Copying sub-arrays from Jacobians

ericagol commented 3 years ago

To use BLAS for Jacobian multiplication, we first copy from the full jacobian the portion for the two bodies involved in a drift-kepler step:

https://github.com/ericagol/NbodyGradient/blob/c59e961cec6c2de1386737cb613e043775a606ab/src/utils.jl#L48-L100

and then copy back after the multiplication is complete.

These routines take about 50% of the processing time, and is much slower than the actual BLAS multiplication! Which is weird since it is just copying a portion of a matrix into another.

I'm wondering if there is some way to speed this up - right now we are probably doing something inefficiently? It also may be worth looking into LazyArrays: https://github.com/JuliaArrays/LazyArrays.jl

Any ideas @langfzac @giordano?

giordano commented 3 years ago

Can I see a reproducible example, with the input arguments for these functions, so that I can profile them? One gotcha is that slicing in Julia creates a copy, instead of taking a view (see https://docs.julialang.org/en/v1/manual/performance-tips/#man-performance-views), but as far as I can see here you're copying the arrays elementwise, which should be ok.
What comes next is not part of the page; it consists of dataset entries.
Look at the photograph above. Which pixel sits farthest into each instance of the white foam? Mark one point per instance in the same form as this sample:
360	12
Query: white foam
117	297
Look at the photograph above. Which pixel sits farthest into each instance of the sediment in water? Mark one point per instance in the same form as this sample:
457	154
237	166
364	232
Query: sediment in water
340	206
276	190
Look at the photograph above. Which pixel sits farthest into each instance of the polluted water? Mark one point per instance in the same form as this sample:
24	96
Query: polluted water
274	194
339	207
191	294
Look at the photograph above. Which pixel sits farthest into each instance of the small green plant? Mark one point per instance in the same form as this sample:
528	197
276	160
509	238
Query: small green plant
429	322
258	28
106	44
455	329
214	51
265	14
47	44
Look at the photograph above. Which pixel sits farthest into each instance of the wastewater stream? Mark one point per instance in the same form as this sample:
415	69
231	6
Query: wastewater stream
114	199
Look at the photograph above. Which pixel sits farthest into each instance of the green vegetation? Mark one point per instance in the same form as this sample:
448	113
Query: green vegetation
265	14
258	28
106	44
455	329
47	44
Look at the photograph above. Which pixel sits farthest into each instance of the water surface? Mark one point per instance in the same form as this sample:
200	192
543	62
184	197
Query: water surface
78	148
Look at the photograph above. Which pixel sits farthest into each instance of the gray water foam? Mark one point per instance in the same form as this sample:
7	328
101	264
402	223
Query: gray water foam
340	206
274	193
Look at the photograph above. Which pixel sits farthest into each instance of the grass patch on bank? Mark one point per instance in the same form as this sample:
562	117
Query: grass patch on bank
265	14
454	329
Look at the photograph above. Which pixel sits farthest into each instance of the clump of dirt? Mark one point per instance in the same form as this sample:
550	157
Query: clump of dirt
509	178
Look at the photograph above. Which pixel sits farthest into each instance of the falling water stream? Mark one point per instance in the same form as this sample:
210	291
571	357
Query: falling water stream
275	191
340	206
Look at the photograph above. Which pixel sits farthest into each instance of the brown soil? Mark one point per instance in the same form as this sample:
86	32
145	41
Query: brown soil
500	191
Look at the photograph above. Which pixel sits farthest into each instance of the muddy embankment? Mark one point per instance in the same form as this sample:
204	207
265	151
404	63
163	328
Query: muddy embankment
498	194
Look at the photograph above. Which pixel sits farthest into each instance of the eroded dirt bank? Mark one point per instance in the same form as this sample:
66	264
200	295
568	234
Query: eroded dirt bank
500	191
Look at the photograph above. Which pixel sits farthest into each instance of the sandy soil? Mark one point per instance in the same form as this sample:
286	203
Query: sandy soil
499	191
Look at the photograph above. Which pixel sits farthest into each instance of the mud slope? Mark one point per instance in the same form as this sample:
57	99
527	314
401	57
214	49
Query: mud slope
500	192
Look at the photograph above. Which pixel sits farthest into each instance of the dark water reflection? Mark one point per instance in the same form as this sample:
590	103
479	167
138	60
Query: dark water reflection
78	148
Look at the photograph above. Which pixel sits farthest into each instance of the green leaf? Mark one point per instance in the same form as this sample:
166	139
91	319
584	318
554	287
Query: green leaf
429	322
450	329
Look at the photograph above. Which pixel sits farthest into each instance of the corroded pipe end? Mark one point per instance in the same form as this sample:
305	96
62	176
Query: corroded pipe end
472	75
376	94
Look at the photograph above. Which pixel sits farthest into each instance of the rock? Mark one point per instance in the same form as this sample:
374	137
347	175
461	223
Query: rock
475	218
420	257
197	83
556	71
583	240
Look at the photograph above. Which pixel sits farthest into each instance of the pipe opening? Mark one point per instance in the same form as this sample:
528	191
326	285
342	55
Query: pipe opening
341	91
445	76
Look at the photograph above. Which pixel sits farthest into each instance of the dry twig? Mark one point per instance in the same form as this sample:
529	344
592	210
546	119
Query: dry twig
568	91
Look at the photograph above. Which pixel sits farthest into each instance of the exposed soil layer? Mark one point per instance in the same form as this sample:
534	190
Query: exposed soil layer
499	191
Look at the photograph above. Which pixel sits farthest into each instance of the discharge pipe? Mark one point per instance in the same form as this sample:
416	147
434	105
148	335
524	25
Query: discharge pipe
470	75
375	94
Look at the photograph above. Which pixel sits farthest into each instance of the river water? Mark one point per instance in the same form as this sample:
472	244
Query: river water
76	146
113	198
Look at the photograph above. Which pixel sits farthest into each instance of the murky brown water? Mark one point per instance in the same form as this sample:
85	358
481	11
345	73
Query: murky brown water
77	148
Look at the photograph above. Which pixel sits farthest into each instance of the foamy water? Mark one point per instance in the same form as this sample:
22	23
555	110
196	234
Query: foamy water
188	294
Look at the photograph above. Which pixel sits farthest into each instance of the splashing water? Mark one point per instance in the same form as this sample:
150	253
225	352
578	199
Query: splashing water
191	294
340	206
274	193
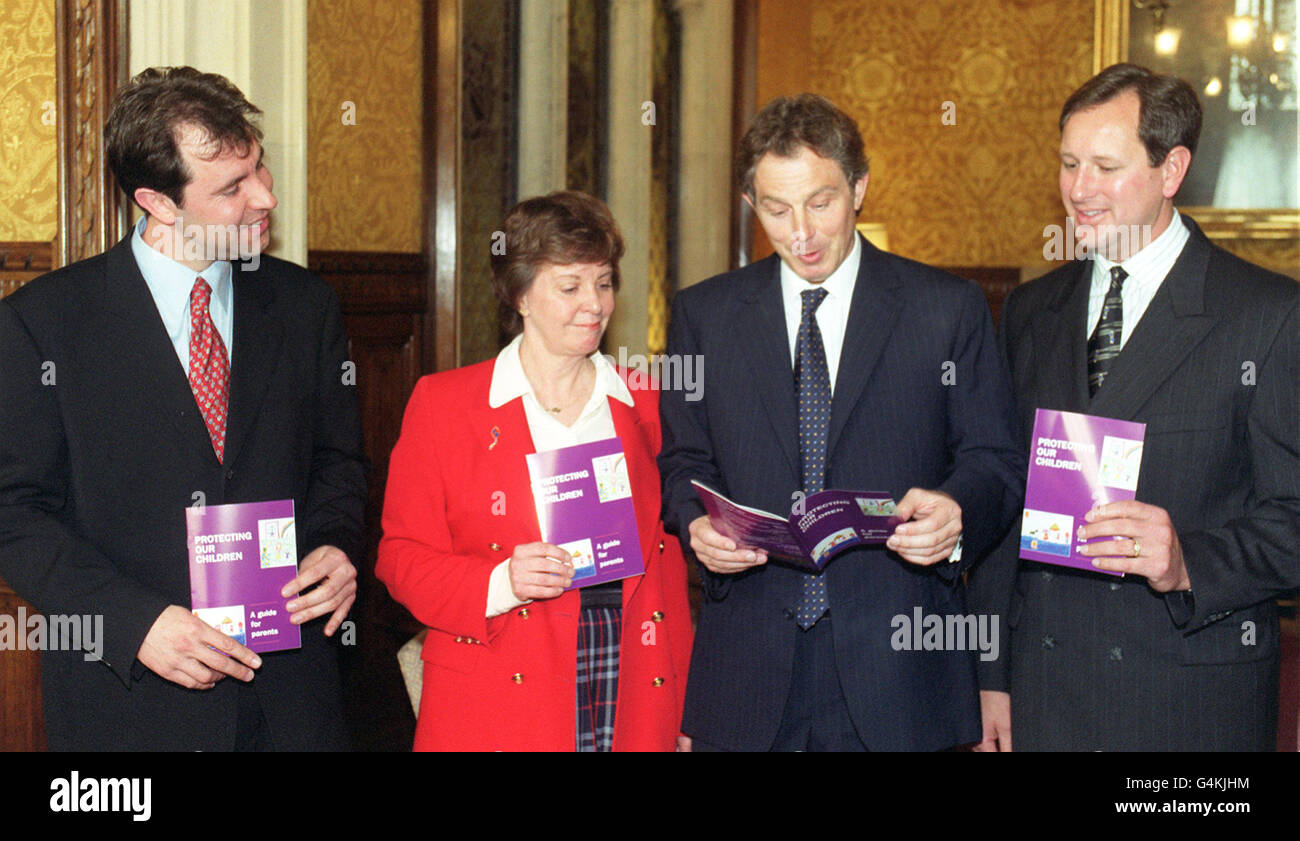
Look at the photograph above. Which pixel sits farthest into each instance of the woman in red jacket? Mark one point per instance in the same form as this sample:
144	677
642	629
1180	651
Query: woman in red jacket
514	660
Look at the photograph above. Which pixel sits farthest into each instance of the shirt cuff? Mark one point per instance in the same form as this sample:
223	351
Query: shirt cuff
501	595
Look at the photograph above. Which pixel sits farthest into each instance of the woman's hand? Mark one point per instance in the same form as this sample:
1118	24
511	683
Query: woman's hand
540	571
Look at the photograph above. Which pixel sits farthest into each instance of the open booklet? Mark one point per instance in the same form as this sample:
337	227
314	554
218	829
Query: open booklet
831	523
1075	462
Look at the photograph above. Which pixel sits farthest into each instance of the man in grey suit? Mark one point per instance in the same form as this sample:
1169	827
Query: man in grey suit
1162	328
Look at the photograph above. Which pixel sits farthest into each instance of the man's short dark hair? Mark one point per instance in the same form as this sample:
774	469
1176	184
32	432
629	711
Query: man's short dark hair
788	122
1169	112
559	229
144	126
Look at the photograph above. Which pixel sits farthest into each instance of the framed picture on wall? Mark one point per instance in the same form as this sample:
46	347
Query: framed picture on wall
1242	59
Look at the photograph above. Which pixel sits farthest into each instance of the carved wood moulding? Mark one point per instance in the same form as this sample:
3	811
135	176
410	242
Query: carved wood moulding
90	44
In principle copying elements of arrays should be relatively fast

julia> using BenchmarkTools

julia> function copy_array!(dest, src)
           for idx in eachindex(src)
               @inbounds dest[idx] = src[idx]
           end
           return dest
       end
copy_array! (generic function with 1 method)

julia> n = 1000
1000

julia> @btime copy_array!(A, B) setup = (A = Matrix{Float64}(undef, n, n); B = randn(n, n));
  722.835 μs (0 allocations: 0 bytes)

this takes a bit less than a millisecond to copy one million elements. Broadcasting the entire array is slightly faster, but same order of magnitude:

julia> @btime A .= B setup = (A = Matrix{Float64}(undef, n, n); B = randn(n, n));
  424.848 μs (0 allocations: 0 bytes)

I don't think multiplication of matrices of these sizes would be faster than that

julia> @btime A * B setup = (A = randn(n, n); B = randn(n, n));
  14.267 ms (2 allocations: 7.63 MiB)

Note that broadcasting the entire array is on-par with memcpy:

julia> memcpy!(A, B) = ccall(:memcpy, Cvoid, (Ptr{Cvoid}, Ptr{Cvoid}, Csize_t), A, B, sizeof(B))
memcpy! (generic function with 1 method)

julia> @btime memcpy!(A, B) setup = (A = Matrix{Float64}(undef, n, n); B = randn(n, n))
  447.388 μs (0 allocations: 0 bytes)

so you can't get much faster than that.

ericagol commented 3 years ago

@giordano Thanks for the suggestions! Here's a script which sets up the outer solar system and runs NbodyGradient for 5,000,000 days with 50-day time steps (first without, then with derivatives):

NBG_performance.zip

I then used the integrate function to profile the code.

giordano commented 3 years ago

Ok, I had a look, but frankly I think those functions are already pretty quick, I don't think you can speed them up by much. You're also already looping in the correct (column-major) order.

With your ic, I get

julia> using BenchmarkTools

julia> s = State(ic);

julia> d = Derivatives(Float64, s.n);

julia> @btime copy_submatrix!($(s), $(d), 21, 28, 35)
  283.110 ns (0 allocations: 0 bytes)

This has copied 994 elements across different arrays. On average, the copy of one element takes tenths of one nanosecond, which is on the same order of magnitude as the benchmarks above, including the memcpy.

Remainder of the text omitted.